Ora, esta prova é absolutamente desnecessária face à operação que está aqui em causa: medição da planta de síntese e subsequente correspondência em escala de 1:5000 (arredondada para metros já que é impossível retratar centímetros a uma tal escala), justamente a que foi feita pelos serviços de fiscalização camarária, e que a recorrente não demonstra estar incorrecta.
Deve, aliás, sublinhar-se – como fez a decisão sob recurso – que a recorrente, na sequência do embargo decretado, veio apresentar na CMÁgueda, em 15/9/2003, pedido de aprovação de aditamento ao projecto de loteamento, mediante a apresentação de novos elementos, elaborados em conformidade com o solicitado no parecer técnico CRD 2003/380, de 1/8/2003 (cfr. fls. 85 a 97 deste autos), tendo em vista – como consta da respectiva memória descritiva e justificativa – “legalizar todas as alterações efectuadas em obra … proceder às modificações projectuais (e físicas) necessárias ao licenciamento das alterações efectuadas em obra ao disposto no Alvará de Loteamento nº 7/97 …”.
Aliás, já anteriormente o responsável técnico da obra, na sequência do embargo, dirigira à entidade licenciadora requerimentos (de 14.11.2002 e 21.11.2002) dos quais resulta claramente ser de 13 metros a distância de implantação relativamente ao eixo da rua “E” constante do projecto aprovado, pelo que não tem qualquer cabimento a invocação da recorrente de que essa distância seria de 12,4 metros.
Existe, pois, nos autos documentos emanados dos serviços da entidade licenciadora, bem como da própria recorrente e do seu técnico responsável da obra, que evidenciam com clareza a exactidão do que consta da informação sobre que foi exarado o acto recorrido, ou seja, que o edifício está implantado a uma distância de 12,4 metros do eixo da rua "E", em desconformidade com o projecto de loteamento aprovado, que impõe uma distância de 13 metros.
Nenhum erro nos pressupostos de facto se verifica a tal propósito, pelo que bem andou a sentença agravada ao julgar improcedente tal vício.
2.3. E a idêntica conclusão se chega quanto ao julgamento sobre o invocado vício de violação do princípio da proporcionalidade, que a sentença igualmente julgou improcedente, e que nenhuma censura nos merece.

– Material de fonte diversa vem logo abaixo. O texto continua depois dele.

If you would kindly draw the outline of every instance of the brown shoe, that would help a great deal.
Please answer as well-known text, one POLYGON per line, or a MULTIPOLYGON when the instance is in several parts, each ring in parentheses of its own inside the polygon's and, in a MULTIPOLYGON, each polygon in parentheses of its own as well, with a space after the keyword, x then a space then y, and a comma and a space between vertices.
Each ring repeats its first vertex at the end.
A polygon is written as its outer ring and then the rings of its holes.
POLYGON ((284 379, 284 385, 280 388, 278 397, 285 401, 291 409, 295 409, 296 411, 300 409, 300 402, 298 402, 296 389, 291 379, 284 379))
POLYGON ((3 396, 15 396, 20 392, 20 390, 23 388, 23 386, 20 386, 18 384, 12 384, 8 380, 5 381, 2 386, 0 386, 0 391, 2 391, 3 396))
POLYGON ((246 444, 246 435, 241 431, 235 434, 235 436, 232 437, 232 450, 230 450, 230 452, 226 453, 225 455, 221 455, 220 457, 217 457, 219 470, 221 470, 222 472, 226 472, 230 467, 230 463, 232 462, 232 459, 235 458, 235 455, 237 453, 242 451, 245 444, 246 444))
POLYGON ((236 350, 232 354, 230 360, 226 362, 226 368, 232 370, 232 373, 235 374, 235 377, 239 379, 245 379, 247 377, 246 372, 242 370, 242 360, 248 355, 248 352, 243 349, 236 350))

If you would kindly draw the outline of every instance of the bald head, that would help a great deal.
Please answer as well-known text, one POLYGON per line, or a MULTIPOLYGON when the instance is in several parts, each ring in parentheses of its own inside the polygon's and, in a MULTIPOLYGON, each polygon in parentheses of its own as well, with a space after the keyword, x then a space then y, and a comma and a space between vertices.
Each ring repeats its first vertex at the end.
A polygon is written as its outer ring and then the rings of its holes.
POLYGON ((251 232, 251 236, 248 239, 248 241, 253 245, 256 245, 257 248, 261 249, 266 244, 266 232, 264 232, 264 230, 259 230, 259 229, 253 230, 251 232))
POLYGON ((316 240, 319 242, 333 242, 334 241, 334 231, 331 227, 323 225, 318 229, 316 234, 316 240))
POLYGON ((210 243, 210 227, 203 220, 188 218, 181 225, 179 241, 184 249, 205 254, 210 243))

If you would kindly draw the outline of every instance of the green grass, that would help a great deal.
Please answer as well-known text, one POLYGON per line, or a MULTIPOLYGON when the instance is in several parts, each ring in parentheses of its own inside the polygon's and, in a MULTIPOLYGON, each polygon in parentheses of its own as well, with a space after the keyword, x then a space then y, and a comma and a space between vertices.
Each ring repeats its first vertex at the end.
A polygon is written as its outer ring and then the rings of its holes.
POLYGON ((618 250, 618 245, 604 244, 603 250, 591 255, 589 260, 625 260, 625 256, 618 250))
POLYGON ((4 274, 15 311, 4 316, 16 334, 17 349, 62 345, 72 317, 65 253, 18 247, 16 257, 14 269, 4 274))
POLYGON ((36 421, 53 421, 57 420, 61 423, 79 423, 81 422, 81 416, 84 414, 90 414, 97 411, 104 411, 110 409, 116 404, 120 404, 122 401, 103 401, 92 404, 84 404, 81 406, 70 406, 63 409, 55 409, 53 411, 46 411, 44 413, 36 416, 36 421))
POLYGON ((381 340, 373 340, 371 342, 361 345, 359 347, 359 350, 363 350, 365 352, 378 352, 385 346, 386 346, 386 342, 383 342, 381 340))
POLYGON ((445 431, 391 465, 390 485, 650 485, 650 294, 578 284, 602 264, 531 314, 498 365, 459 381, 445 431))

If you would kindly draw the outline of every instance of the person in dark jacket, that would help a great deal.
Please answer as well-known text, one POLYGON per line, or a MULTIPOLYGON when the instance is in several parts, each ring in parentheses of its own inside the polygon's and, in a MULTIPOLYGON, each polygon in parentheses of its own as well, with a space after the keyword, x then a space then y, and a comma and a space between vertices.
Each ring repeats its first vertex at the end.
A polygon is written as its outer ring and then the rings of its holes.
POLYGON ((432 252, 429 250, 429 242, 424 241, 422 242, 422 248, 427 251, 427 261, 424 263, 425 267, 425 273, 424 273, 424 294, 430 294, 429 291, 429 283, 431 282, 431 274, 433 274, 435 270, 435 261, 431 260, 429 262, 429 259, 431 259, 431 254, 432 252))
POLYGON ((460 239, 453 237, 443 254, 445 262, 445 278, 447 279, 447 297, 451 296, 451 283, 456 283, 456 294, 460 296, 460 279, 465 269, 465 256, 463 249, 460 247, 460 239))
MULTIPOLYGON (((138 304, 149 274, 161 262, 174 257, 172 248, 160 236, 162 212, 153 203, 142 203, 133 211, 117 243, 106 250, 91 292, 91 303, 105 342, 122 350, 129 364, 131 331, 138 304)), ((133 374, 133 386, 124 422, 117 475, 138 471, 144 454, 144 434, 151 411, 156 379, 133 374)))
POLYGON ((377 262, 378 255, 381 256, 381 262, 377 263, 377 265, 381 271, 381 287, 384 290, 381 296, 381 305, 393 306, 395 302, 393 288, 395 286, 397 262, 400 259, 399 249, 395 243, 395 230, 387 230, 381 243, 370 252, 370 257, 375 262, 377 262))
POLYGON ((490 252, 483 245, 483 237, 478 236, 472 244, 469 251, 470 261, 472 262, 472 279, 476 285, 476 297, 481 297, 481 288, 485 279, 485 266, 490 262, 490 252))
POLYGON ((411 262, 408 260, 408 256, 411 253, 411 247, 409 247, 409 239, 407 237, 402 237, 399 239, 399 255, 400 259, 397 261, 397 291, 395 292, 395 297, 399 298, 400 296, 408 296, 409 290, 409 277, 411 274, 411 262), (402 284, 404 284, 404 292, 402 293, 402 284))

Alega a recorrente que, sendo a discrepância insignificante (de apenas 60 cms.), como tal juridicamente irrelevante, e atento o elevado valor da obra em causa, a ordem de embargo viola, contrariamente ao decidido, o referido princípio da proporcionalidade.
Mas não é assim.
Está em causa o afastamento de uma construção relativamente ao eixo da via, área de regulamentação em que à Câmara Municipal, enquanto entidade licenciadora, cabe um especial dever de actuação no estrito cumprimento da lei, à luz da prossecução do interesse público prosseguido nos instrumentos de regulamentação urbanística.

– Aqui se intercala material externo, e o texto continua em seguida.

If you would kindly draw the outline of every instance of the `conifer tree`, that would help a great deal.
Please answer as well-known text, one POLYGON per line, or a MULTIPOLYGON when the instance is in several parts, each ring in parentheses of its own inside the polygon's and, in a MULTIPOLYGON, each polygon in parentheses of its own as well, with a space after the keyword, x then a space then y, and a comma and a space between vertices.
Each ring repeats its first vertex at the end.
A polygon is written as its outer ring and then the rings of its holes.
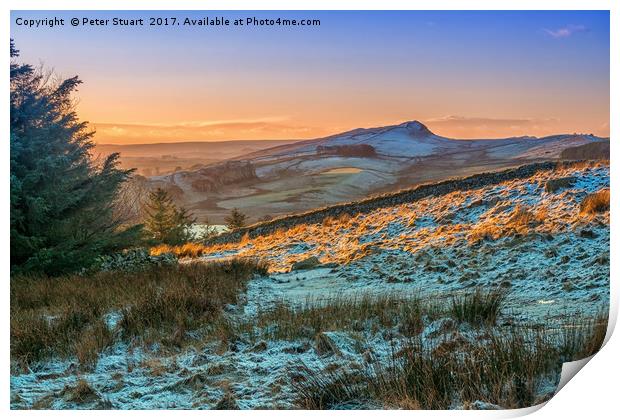
POLYGON ((76 271, 137 240, 139 226, 121 228, 112 211, 131 171, 117 168, 118 154, 92 159, 77 76, 55 83, 18 55, 11 40, 11 270, 76 271))
POLYGON ((145 214, 146 232, 155 242, 179 245, 194 237, 190 228, 196 219, 183 207, 177 208, 172 198, 161 188, 149 193, 145 214))
POLYGON ((247 223, 247 218, 248 216, 241 213, 238 208, 234 208, 230 211, 230 216, 227 216, 224 221, 228 229, 234 230, 244 227, 247 223))

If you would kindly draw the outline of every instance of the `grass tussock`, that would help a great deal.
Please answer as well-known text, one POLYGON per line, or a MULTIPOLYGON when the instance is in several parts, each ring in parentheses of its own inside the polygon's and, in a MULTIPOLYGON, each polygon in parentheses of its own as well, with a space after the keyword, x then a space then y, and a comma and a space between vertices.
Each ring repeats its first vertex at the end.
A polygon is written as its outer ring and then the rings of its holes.
POLYGON ((586 168, 598 168, 601 166, 609 166, 609 159, 607 158, 594 158, 585 160, 566 160, 559 161, 557 163, 557 169, 586 169, 586 168))
POLYGON ((609 188, 588 194, 579 205, 579 213, 596 214, 609 211, 609 199, 609 188))
POLYGON ((545 191, 553 194, 561 189, 572 187, 575 182, 577 182, 577 178, 574 176, 549 179, 545 182, 545 191))
MULTIPOLYGON (((489 332, 462 351, 435 352, 419 339, 393 352, 384 365, 358 372, 325 372, 301 367, 291 372, 302 409, 354 407, 449 409, 480 400, 503 408, 541 402, 545 377, 559 375, 561 363, 590 351, 600 337, 598 324, 558 339, 544 330, 489 332)), ((600 345, 599 345, 600 347, 600 345)))
POLYGON ((115 340, 142 338, 180 345, 186 332, 214 323, 264 263, 235 259, 88 276, 11 279, 11 358, 25 365, 47 357, 93 366, 115 340), (105 316, 119 321, 108 325, 105 316), (167 342, 166 342, 167 340, 167 342))
POLYGON ((87 327, 73 345, 73 352, 80 366, 93 369, 99 354, 114 342, 114 334, 102 320, 97 320, 87 327))
POLYGON ((62 393, 67 401, 78 404, 90 402, 99 398, 97 391, 85 380, 79 379, 73 386, 66 385, 62 393))
POLYGON ((540 223, 538 217, 531 211, 527 210, 523 206, 516 206, 508 219, 508 228, 512 228, 515 231, 519 231, 521 228, 527 228, 540 223))
POLYGON ((338 216, 327 216, 321 222, 324 228, 347 229, 354 218, 349 213, 341 213, 338 216))
POLYGON ((560 159, 609 160, 609 141, 595 141, 581 146, 568 147, 560 153, 560 159))
POLYGON ((484 222, 474 225, 468 239, 470 242, 494 241, 512 235, 526 235, 543 224, 548 213, 545 207, 528 210, 516 205, 510 212, 493 215, 484 222))
POLYGON ((366 372, 332 371, 318 373, 305 365, 291 371, 296 391, 296 408, 327 410, 356 408, 372 400, 366 372))
POLYGON ((86 405, 83 408, 95 410, 113 408, 110 401, 104 399, 91 384, 83 378, 78 378, 75 383, 66 384, 62 390, 47 394, 36 400, 32 405, 32 409, 53 409, 55 408, 54 401, 59 399, 78 406, 86 405))
POLYGON ((453 297, 450 315, 458 322, 476 326, 495 325, 507 295, 503 288, 489 291, 477 288, 473 293, 453 297))

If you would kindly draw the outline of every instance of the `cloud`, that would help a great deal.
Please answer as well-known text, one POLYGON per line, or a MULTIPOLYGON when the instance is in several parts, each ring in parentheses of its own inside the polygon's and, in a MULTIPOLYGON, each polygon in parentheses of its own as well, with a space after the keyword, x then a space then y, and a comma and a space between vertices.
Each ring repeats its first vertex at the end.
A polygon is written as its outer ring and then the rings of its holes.
POLYGON ((577 34, 580 32, 587 32, 588 28, 584 25, 567 25, 563 28, 558 29, 545 29, 544 30, 549 36, 555 39, 560 38, 568 38, 573 34, 577 34))
POLYGON ((264 117, 264 118, 248 118, 248 119, 233 119, 233 120, 206 120, 206 121, 180 121, 174 124, 166 123, 128 123, 125 125, 136 126, 149 126, 149 127, 185 127, 185 128, 204 128, 204 127, 218 127, 218 126, 237 126, 237 125, 253 125, 261 123, 277 123, 286 121, 286 116, 276 117, 264 117))
POLYGON ((164 123, 93 123, 97 143, 160 143, 305 138, 313 127, 285 123, 285 117, 164 123))
POLYGON ((423 121, 436 134, 454 138, 489 138, 550 133, 558 120, 548 118, 488 118, 449 115, 423 121))

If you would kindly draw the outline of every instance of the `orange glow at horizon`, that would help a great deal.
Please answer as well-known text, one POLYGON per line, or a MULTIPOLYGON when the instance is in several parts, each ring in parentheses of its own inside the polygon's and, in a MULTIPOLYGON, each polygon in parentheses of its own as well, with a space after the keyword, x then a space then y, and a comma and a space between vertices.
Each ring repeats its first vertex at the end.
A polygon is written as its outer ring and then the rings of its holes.
POLYGON ((545 89, 538 83, 508 86, 501 77, 467 88, 454 80, 382 79, 373 85, 372 79, 316 76, 302 84, 259 75, 249 83, 246 77, 220 74, 198 85, 165 77, 112 84, 99 73, 86 74, 78 114, 96 129, 99 144, 301 140, 410 120, 456 139, 609 136, 605 81, 566 90, 560 82, 545 89))
POLYGON ((577 104, 558 92, 493 86, 476 92, 447 86, 431 92, 412 83, 403 92, 385 86, 382 91, 377 87, 358 92, 332 85, 322 92, 300 88, 295 92, 299 97, 266 98, 259 89, 250 88, 215 96, 210 89, 191 92, 182 85, 157 94, 149 86, 96 89, 97 85, 95 80, 80 89, 78 114, 96 130, 94 140, 99 144, 301 140, 409 120, 456 139, 565 133, 609 136, 609 106, 587 92, 577 104), (326 95, 325 91, 338 93, 326 95), (423 99, 411 91, 421 93, 423 99), (473 103, 472 96, 479 101, 473 103))
POLYGON ((321 25, 31 30, 12 19, 11 37, 19 61, 83 80, 77 112, 96 128, 99 144, 311 139, 411 120, 460 139, 609 136, 608 11, 277 15, 320 18, 321 25))

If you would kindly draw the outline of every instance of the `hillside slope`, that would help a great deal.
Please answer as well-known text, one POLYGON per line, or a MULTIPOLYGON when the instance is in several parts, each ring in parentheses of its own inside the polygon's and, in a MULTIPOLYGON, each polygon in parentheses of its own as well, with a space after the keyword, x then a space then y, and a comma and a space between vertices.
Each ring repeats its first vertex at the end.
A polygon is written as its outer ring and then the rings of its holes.
POLYGON ((266 283, 266 296, 505 286, 511 305, 531 313, 594 311, 608 299, 609 212, 583 213, 580 206, 607 188, 607 164, 568 164, 354 215, 310 218, 204 252, 207 259, 269 261, 282 273, 276 278, 291 282, 266 283), (338 268, 289 273, 311 257, 338 268))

Perante isso, não se vê que a decisão administrativa tenha sido tomada em termos desadequados ou desproporcionais aos objectivos a realizar (art. 5º, nº 2 do CPA), tal como foi entendido pela sentença sob recurso.
Ali se refere, a este propósito:
“Patente a desconformidade de implantação de um edifício em relação a um arruamento, in casu, a rua "E", ainda que em 60 centímetros, com o pertinente, mas não despiciendo, prejuízo para a largura do passeio e rua, é manifesto que tal desconformidade não pode ser desvalorizada em função de prejuízos económicos (porventura avultados); impõe-se, antes, a correcção da implantação ou nova configuração da rua e passeios (questões a decidir pela CM, que não pelo tribunal).”
Nenhum reparo nos merece esta decisão, assim improcedendo as conclusões 5 a 14.
(Decisão)
Com os fundamentos expostos, acordam em negar provimento ao recurso, confirmando a decisão impugnada.
Custas pela recorrente, fixando-se a taxa de justiça e a procuradoria, respectivamente, em 400 € e 200 €.
Lisboa, 14 de Abril de 2005. – Pais Borges – (relator) – Rui Botelho – Freitas Carvalho.